Au Théâtre de l'Oeuvre, où définitivement il fait bon aller, Jean-Quentin Châtelain se saisit avec brio et une extrême finesse de l'adaptation, signée Thierry Fortineau, du premier roman publié par Romain Gary en tant qu'Emile Ajar en 1974. Sous le regard avisé de Bérangère Bonvoisin, il nous balade dans cette fable délicieusement digressive, aussi profonde qu'absurde, hilarante, fantastique, émouvante, ou encore gentiment polissonne, traitant de la solitude d'un homme vivant avec un python, de son besoin d'aimer, d'exister aux yeux des autres, de trouver sa place. Du grand théâtre qui nous ramène à nos propres interrogations sans oublier de nous faire passer un moment exquis.

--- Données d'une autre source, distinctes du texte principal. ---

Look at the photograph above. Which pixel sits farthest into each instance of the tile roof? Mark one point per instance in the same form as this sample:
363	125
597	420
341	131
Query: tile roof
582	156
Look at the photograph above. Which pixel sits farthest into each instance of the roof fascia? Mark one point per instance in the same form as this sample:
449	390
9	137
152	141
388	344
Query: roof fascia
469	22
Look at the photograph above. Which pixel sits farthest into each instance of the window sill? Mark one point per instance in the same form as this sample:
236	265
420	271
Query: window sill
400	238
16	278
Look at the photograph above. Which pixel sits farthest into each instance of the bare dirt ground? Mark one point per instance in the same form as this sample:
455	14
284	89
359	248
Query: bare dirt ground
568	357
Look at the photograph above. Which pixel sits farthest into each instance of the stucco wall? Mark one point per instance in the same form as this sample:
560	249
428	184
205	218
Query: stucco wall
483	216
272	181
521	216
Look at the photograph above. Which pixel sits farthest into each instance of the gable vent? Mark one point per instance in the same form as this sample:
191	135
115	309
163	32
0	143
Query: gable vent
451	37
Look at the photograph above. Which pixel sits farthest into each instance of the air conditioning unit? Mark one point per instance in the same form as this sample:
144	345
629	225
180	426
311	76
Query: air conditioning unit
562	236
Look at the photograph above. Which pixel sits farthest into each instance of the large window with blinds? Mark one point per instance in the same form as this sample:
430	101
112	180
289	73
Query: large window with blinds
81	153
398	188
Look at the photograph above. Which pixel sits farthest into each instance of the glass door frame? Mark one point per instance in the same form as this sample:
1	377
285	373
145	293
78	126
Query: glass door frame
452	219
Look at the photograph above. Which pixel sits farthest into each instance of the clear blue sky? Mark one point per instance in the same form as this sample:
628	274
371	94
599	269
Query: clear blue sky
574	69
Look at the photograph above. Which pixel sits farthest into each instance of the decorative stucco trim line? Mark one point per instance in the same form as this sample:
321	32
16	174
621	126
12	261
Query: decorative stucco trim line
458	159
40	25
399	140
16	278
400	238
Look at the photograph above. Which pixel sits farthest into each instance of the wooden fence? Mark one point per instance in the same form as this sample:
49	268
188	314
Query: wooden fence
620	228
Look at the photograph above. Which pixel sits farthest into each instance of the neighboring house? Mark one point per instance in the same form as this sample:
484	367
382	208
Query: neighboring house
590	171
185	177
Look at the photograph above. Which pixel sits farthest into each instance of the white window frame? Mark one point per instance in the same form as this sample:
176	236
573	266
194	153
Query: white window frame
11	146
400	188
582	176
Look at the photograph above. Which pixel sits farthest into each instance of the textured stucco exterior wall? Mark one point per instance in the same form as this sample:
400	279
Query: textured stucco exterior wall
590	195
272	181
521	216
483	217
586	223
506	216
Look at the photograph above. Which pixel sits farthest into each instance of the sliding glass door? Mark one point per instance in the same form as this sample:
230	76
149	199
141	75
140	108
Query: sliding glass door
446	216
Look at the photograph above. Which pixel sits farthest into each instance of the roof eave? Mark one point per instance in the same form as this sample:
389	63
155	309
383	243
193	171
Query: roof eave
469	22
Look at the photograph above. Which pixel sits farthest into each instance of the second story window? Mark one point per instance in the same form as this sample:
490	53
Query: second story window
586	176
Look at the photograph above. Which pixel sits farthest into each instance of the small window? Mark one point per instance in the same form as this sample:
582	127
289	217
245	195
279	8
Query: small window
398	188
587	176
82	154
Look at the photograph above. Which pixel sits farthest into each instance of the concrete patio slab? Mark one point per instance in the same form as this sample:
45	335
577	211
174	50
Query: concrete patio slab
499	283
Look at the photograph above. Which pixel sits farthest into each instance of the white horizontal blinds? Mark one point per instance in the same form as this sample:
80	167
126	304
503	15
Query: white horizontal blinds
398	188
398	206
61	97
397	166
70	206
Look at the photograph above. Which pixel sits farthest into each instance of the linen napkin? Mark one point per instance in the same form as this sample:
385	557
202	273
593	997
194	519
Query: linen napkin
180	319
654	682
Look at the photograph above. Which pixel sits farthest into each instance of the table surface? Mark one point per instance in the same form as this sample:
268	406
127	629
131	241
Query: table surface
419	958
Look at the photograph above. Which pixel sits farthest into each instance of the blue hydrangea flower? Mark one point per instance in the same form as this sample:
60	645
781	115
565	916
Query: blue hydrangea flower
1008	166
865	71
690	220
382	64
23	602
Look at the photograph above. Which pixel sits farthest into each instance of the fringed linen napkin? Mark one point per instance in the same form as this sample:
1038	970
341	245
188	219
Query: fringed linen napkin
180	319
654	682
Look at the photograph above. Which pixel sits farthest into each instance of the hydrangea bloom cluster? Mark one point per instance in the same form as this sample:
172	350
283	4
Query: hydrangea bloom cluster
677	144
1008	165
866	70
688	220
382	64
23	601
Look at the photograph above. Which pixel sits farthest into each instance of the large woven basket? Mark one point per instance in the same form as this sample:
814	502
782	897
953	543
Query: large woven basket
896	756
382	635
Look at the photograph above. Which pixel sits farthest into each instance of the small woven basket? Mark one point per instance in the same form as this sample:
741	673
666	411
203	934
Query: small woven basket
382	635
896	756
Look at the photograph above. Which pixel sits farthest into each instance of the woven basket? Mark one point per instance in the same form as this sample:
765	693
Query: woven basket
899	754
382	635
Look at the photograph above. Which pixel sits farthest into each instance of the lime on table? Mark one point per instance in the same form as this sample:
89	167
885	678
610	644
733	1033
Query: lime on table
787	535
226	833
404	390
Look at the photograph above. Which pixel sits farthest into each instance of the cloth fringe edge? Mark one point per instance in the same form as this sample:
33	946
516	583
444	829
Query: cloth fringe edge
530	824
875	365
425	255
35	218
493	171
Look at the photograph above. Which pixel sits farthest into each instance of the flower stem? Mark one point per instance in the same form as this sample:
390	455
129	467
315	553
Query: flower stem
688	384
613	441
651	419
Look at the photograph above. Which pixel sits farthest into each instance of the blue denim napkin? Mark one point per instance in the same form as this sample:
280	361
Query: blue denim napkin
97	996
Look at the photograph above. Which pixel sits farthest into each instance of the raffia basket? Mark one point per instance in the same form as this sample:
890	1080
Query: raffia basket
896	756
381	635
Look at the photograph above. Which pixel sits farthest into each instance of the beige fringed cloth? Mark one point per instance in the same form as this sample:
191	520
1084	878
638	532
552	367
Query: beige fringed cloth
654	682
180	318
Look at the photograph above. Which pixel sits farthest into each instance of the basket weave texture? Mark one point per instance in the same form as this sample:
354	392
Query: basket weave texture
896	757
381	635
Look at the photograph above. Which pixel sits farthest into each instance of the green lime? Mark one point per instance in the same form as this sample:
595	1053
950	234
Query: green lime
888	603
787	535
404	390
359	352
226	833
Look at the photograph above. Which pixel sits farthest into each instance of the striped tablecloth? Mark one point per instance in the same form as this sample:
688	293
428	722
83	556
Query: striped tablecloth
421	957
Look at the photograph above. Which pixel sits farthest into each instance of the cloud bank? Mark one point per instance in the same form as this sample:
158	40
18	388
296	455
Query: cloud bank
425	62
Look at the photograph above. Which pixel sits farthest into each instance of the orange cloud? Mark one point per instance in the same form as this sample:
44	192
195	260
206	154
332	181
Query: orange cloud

"Gros-Câlin", c'est le nom choisi par Monsieur Cousin pour le serpent qu'il vient d'adopter. Monsieur Cousin vit seul, dans son petit deux pièces parisien, avec ce reptile de deux mètres vingt dont il apprécie plus que tout le contact physique, le laissant régulièrement l'enlacer. Monsieur Cousin rêve d'épouser Mademoiselle Dreyfus, une collègue de bureau qui ne lui prête aucune attention. Va régulièrement aux "bonnes putes". A mesure que le temps passe, Monsieur Cousin opère une mue, une métamorphose qui le fait chaque jour ressembler un peu plus à son animal de compagnie. Marginalisé, isolé, ignoré...
Sur le plateau paraissant aménagé en vivarium pour acteur par Arnaud de Ségonzac (amusant !), Jean-Quentin Châtelain dévoile un Cousin songeur, aérien, chargé d'un mal-être bouleversant qui transpire de répliques pourtant on ne peut plus drolatiques. Pénètre son âme en douceur. Révèle tendresse et détresse d'un personnage complexe. Irrésistible, la séquence durant laquelle il narre le voyage de Gros-Câlin dans les canalisations de son immeuble, atterrissant dans les toilettes des voisins, et plus précisément dans l'intimité de la voisine. Mais bouleversant son regard de fin, après avoir prononcé cette phrase ultime : "Dans une grande ville comme Paris, on ne risque pas de manquer".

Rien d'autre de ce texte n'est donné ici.